A qui profite le crime?

Alors que M. Blanquer intervient médiatiquement pour promouvoir l’obligation d’instruction à 3 ans, se voilant la face encore une fois sur le surcroît de travail superflu pour les équipes pédagogiques que cela a engendré (couches, courriers supplémentaires, conflits potentiels avec les parents d’élèves, détresse enfantine…), ses sbires occupent le terrain parlementaire pour promouvoir un statut pour les directeurs et directrices d’école au-delà de 10 classes et le regroupement des autres sous l’égide d’un chef.
M. Blanquer semble n’avoir aucune vergogne. Alors qu’il avait dû retirer son projet d’EPEP à la suite des différentes manifestations des enseignants et des parents, il profite du suicide de notre collègue pour contraindre le parlement à réexaminer cette question.
A quel degré de cynisme en sommes-nous rendus ?
La situation actuelle des directeurs et directrices résulte, en partie, de la politique gouvernementale actuelle : suppression des aides à la direction, instruction obligatoire à trois ans, accroissement des demandes institutionnelles, mise en œuvre de l’école inclusive… et cette question mérite un véritable débat avec tous les acteurs concernés et des moyens afférents aux tâches demandées.
Pour l’heure, nous réclamons de véritables assises sur la souffrance au travail et le traitement qui en est fait par notre institution : non seulement nos collègues se suicident pour des motifs professionnels, mais en plus, bon nombre d’entre nous sont agressés sur leur lieu de travail sans que notre administration ne fasse preuve d’un minimum de compassion.

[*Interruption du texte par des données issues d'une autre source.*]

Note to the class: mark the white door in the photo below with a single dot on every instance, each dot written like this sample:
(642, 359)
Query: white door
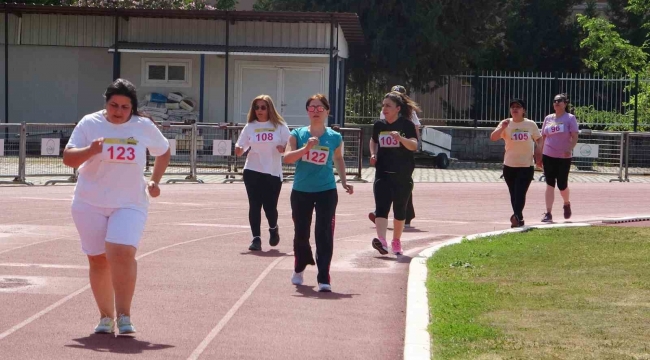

Les agressions des personnels doivent être traitées avec toute l’attention requise par notre hiérarchie, c’est cela, avant tout, que nous exigeons.
Et c’est bien l’abandon moral que nous récusons : de véritables assises doivent être organisées dans chaque Académie, que la parole enseignante soit enfin considérée et non plus mise sous le boisseau ou sujette à représailles.